Look! I made it back to the blog within a few weeks! Maybe I will get off my tuckus and start writing here on a normal basis again.
I’ve been thinking about getting into the realm of advising people on managing chronic pain with minimal medical intervention, after they have exhausted medical attempts without success of course. If you can find a working medical intervention use it, this shit sucks.
I have been painting a lot lately because I find it gentle enough to do on bad days and distracting enough to use as a pain management skill. As a result I am taking some online classes in art therapy coaching. Why not right?
So I got to thinking, what do I do to manage a headache that is nearly six years old? What are the things I do now, without thinking, that a relatively new daily headache sufferer wouldn’t think to do. So I thought I would give writing them down a try.
- Forgive yourself all the things. If you paint other people with your own disappointment at your limitations you will harm yourself. Most likely they are feeling sad that they can’t help you, not disappointed in what you can’t do.
- Set reasonable goals. Recognize that “Shower and dress” is a perfectly reasonable goal for an entire day. Feel good when you accomplish it.
- Be proud of your accomplishments. Do not, under any circumstances, compare your current accomplishments with your past accomplishments. They will never measure up.
- It’s okay to mourn your losses. You don’t have to keep a stiff upper lip. You’ve lost quite a lot, if not nearly everything. That’s hard. Cry, yell a little, talk about how unfair it is to someone you trust.
- It’s okay to have fun when you feel up to it. Especially early on friends and family can take a good day or a few good hours as a sign that you are getting better. It can start to feel like you should always behave in a way that reminds them you are sick so you don’t provide them with false hope. You don’t. If you feel decent, enjoy it. Bask in it like sunshine.
- Talk about what you are going through. I’ve found people are really understanding and cool about chronic illness so long as you give them a chance to understand. You can’t keep the bad parts hidden and expect your loved ones to magically get what you need. I tell people there is a high chance I will need to cancel plans with them when I make them. We reschedule a lot. I also tell them I may need to change plans from fun evening out to low key evening in. I talk about not being able to be in loud places or places with too much perfume. So long as I have been open about my limitations I have never had anyone be shitty with me about them.

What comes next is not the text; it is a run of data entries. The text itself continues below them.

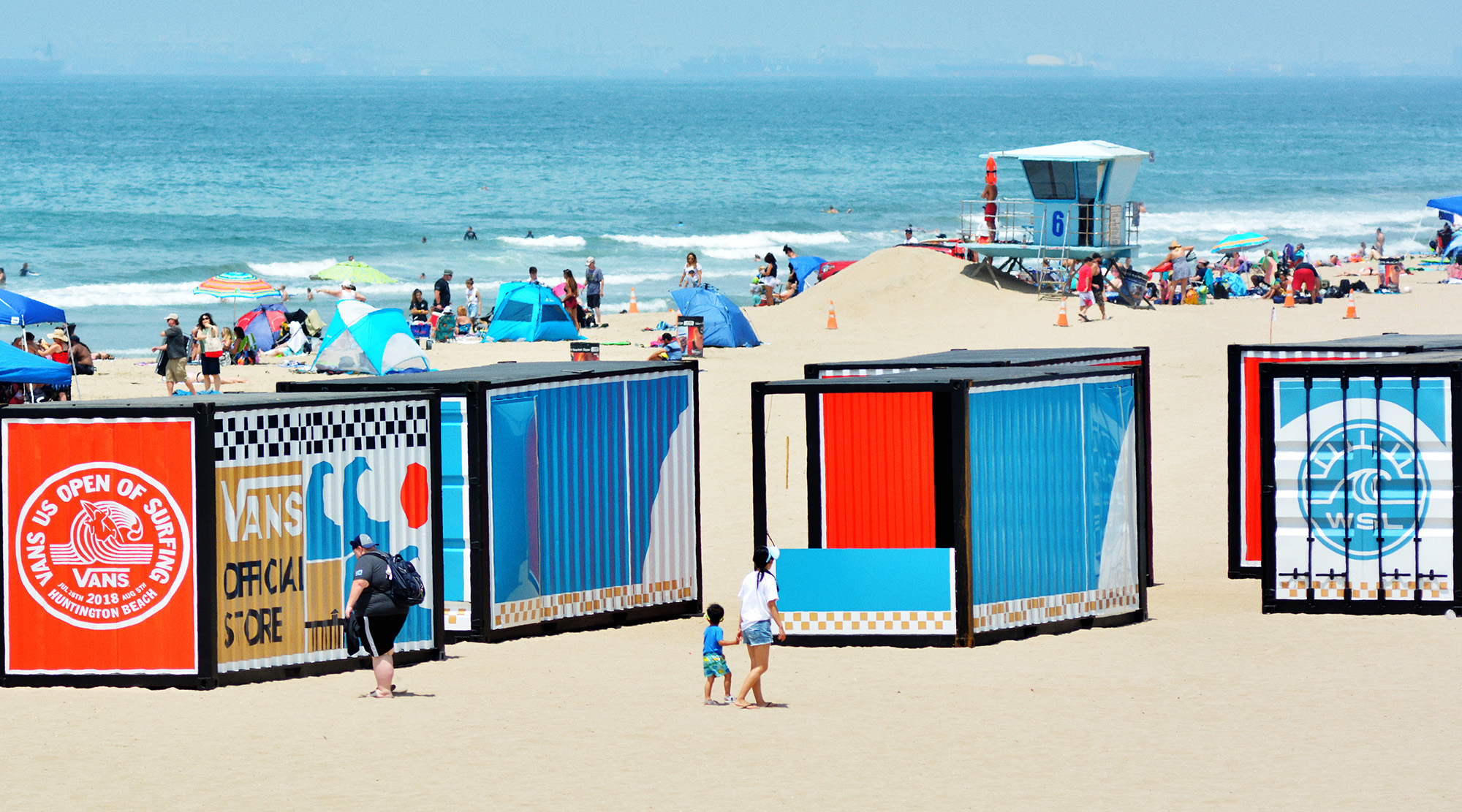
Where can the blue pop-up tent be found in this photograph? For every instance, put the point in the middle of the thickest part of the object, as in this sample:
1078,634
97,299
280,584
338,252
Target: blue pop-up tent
724,322
371,341
20,367
24,310
530,313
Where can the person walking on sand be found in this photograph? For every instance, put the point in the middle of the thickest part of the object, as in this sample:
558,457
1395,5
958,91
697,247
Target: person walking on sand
1182,267
691,276
713,658
381,617
758,612
175,342
593,288
210,342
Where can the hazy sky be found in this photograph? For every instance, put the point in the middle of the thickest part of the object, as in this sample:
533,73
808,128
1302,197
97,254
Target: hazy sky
562,37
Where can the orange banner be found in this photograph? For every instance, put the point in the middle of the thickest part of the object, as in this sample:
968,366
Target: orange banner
102,554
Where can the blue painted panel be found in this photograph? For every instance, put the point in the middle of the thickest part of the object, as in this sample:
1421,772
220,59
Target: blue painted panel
866,580
583,493
656,409
454,497
517,551
1043,462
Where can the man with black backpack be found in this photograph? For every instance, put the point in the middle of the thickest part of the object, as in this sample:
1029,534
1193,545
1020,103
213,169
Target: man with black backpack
378,610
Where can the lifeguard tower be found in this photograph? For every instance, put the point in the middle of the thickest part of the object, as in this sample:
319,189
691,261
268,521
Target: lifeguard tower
1078,206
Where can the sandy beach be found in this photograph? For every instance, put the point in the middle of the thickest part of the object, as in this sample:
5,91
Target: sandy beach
1210,705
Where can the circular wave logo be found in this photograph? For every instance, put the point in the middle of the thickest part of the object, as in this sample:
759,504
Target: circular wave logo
1365,475
102,545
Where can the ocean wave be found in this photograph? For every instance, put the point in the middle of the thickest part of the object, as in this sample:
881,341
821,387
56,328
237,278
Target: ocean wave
1300,224
296,270
545,241
752,241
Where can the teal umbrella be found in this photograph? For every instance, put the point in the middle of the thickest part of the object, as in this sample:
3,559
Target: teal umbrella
1241,243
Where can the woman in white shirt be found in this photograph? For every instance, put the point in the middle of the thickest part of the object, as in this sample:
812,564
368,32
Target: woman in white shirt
758,612
691,278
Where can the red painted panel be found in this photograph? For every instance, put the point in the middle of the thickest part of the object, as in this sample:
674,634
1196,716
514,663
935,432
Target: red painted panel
878,469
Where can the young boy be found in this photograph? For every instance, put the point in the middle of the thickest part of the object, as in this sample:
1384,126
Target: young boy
713,661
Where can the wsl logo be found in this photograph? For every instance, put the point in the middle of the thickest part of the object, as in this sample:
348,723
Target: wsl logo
1363,481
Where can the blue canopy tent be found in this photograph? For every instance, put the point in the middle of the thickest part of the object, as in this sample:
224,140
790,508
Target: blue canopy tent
724,322
808,270
530,313
24,310
20,367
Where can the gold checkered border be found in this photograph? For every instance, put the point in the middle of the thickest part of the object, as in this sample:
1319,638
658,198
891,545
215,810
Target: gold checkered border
869,623
457,618
1046,610
1334,589
590,602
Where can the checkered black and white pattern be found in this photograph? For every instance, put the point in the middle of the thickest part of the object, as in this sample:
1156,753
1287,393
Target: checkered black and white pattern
319,430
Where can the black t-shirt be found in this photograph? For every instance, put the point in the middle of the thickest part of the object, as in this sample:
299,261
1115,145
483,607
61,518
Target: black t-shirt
376,601
178,342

- Don’t let your own guilt push you beyond your capability. You will make your next day much worse if you do. Possibly the one after that.
- Don’t self isolate. Find someone who experiences something similar to you to talk to, even if only over text or FB. Chronic pain isolates you naturally and it’s easy to turn into a hermit. I fight that every day. Try to find ways to join in activities with your friends and family, even if you have to ask for emergency back up plans. I have had to ask for friends to let me lie down in a spare bedroom until someone could come pick me up.
- Exercise. This one is tricky because it depends on your issue but I find exercise helps both my chronic migraine and my fibromyalgia. I walk whenever I can and try to add swimming and yoga regularly. Sometimes I succeed for weeks on end, other times I take weeks off. Chronic pain is like that. That’s ok too.
- Take care of your caregivers. You have limitations and they restrict what you can do but make sure you spend some of the spoons you have on the people who help you out the most. Do the extra dishes for your mom or spouse when you are feeling ok, listen to the troubles they are having even if you aren’t feeling ok. Hold their hand when that’s all you can do and always, always, tell them how much you appreciate their efforts and help. Make sure they feel they are more than just your caregiver, that they are your friend or mom or dad or spouse as well. Find a small thing you can do regularly to let them know it isn’t all about you despite the fact that you have a chronic illness.
That’s what comes to mind tonight. I am sure there will be more as I try to sleep, unsuccessfully. I hope you are all as well as can be and I wish you a night of good sleep and low pain levels.